The Department of Justice (DOJ) has brought an antitrust lawsuit against real estate software company RealPage, alleging in an Aug. 23 complaint that its rental price algorithm allows landlords to illegally coordinate rent increases.
“We allege that RealPage’s pricing algorithm enables landlords to share confidential, competitively sensitive information and align their rents,” Attorney General Merrick Garland said in a press release.
“Using software as the sharing mechanism does not immunize this scheme from Sherman Act liability, and the Justice Department will continue to aggressively enforce the antitrust laws and protect the American people from those who violate them.”
The Sherman Act, passed in 1890, is the antitrust law the DOJ has been using to sue companies like Apple, Google, and Live Nation over allegedly illegal and anticompetitive behavior.
In remarks on Aug. 23, the attorney general said: “When the Sherman Act was passed, an anticompetitive scheme might have looked like robber barons shaking hands at a secret meeting.
“Today, it looks like landlords using mathematical algorithms to align their rents.”

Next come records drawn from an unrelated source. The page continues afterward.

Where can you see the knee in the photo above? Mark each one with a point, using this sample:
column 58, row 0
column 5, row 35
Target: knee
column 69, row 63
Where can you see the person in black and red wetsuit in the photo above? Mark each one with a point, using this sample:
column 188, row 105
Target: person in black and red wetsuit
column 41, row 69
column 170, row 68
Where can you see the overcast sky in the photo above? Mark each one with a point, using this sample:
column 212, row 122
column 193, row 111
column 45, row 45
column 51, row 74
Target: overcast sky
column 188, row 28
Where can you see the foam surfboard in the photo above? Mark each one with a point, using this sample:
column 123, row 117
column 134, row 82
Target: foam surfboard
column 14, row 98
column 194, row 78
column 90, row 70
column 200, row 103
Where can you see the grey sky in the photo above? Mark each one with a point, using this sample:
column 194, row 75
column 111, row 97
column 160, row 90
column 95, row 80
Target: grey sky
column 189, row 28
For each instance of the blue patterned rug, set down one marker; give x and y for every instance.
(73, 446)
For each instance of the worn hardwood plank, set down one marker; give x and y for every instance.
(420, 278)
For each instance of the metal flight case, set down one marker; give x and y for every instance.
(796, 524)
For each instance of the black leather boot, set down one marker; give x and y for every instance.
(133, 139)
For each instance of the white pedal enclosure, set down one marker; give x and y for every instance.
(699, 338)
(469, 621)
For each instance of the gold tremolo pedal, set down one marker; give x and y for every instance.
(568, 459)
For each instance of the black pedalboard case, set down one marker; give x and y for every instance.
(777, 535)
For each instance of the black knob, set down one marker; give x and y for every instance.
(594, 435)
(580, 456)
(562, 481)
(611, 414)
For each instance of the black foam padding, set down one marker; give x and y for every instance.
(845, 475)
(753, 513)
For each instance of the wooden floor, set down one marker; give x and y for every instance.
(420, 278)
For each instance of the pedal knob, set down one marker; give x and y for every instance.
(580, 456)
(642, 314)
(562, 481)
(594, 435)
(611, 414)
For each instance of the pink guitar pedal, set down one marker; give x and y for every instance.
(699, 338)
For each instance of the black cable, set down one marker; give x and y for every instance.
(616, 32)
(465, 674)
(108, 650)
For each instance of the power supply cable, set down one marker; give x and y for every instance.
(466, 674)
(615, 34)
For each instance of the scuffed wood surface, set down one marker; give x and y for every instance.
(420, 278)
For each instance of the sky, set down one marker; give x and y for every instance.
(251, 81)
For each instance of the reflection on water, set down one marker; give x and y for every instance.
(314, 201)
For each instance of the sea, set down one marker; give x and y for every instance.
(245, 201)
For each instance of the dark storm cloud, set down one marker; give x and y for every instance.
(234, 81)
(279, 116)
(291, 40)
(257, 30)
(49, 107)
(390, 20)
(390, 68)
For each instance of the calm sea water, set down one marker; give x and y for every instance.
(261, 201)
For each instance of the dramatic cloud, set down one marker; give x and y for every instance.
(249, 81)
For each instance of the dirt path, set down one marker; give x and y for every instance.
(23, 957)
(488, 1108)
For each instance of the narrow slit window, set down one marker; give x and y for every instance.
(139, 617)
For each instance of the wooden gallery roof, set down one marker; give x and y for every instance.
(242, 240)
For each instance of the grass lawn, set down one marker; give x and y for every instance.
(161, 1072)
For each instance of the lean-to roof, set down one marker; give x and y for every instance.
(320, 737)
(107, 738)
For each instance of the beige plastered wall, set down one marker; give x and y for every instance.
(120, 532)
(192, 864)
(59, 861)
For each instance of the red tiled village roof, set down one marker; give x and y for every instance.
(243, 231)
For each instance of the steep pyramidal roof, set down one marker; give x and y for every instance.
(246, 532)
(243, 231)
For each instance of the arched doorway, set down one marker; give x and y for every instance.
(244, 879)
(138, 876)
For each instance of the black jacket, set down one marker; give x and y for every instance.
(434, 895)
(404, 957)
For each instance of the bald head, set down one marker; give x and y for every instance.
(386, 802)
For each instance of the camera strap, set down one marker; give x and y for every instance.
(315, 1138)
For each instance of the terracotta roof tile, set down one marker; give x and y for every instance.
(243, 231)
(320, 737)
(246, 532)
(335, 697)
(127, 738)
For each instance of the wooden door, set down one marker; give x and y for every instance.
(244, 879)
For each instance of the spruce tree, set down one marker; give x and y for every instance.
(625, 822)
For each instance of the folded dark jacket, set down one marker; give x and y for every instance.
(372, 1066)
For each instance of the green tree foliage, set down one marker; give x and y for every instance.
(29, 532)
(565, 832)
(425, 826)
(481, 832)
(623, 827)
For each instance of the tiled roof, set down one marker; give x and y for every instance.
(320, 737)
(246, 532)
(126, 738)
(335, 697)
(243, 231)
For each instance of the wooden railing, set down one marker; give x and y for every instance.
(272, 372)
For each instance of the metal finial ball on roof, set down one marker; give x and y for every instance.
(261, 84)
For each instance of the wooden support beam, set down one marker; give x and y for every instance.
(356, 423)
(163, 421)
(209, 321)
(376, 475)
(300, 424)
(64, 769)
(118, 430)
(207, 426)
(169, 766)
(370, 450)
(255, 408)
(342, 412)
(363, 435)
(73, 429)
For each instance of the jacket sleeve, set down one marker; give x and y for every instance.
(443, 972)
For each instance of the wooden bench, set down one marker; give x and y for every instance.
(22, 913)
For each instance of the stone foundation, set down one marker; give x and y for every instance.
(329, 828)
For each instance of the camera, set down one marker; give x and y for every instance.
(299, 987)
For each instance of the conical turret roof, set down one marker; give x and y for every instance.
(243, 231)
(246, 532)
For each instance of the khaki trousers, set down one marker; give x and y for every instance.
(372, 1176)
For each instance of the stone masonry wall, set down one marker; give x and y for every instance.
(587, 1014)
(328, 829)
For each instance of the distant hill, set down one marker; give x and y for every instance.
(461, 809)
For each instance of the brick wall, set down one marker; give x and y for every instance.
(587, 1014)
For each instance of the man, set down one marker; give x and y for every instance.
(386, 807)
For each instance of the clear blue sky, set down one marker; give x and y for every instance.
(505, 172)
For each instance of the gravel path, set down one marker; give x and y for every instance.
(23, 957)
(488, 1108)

Filed in the Middle District of Northern California, the complaint pointed to statements like a company executive saying, “There is greater good in everybody succeeding versus essentially trying to compete against one another in a way that actually keeps the entire industry down.”
RealPage did not respond to The Epoch Times’ request for comment before publishing time.According to its website, the company serves over 24 million units and has offices in North America, Europe, and Asia. Its headquarters is in Richardson, Texas.
RealPage describes itself as providing “a technology platform that enables real estate owners and managers to change how people experience and use rental space.”
“Clients use the platform to gain transparency into asset performance, leverage data insights and monetize space to create incremental yields,” according to its website.
The lawsuit maintains that free markets entail landlords competing rather than coordinating prices.
Attorneys general from Oregon, Minnesota, California, Colorado, North Carolina, Connecticut, Tennessee, and Washington joined the lawsuit.
The civil suit adds that RealPage “distorts” the “robust and free competition between landlords” that helps families “secure the greatest value for their needs.” According to the DOJ, the company enjoys approximately 80 percent market share.
The DOJ’s lawsuit is the latest in a series it has brought against technology products that it alleges have fostered anticompetitive markets.
The DOJ and multiple states just secured a victory in alleging that Google violated antitrust law in its search and search advertising market practices. Meanwhile, the department is pursuing another lawsuit against Apple with the support of 15 states and the District of Columbia.
The civil complaint cites both Sections 1 and 2 of the Sherman Antitrust Act, which contain provisions on monopolization and conspiring among businesses.
It comes after a speech in Raleigh, North Carolina, in which Democratic presidential nominee Vice President Kamala Harris pledged to crack down on “corporate landlords [who] collude with each other to set artificially high rental prices [by] using algorithms and price-fixing software.”
The DOJ also pointed to how a RealPage executive “explained to a landlord that using competitor data can help identify situations where the landlord ‘may have a $50 increase instead of a $10 increase for the day.’”
Assistant Attorney General Jonathan Kanter, who leads the DOJ’s Antitrust Division, framed the lawsuit as a way “to make housing more affordable for millions of people across the country.”
“Competition—not RealPage—should determine what Americans pay to rent their homes,” he said in the press release.
DOJ is asking that the court prohibit RealPage from engaging in the anticompetitive practices it described “and from engaging in any other practices with the same purpose and effect as the challenged practices.”
The department is also requesting “any additional relief the Court finds just and proper.”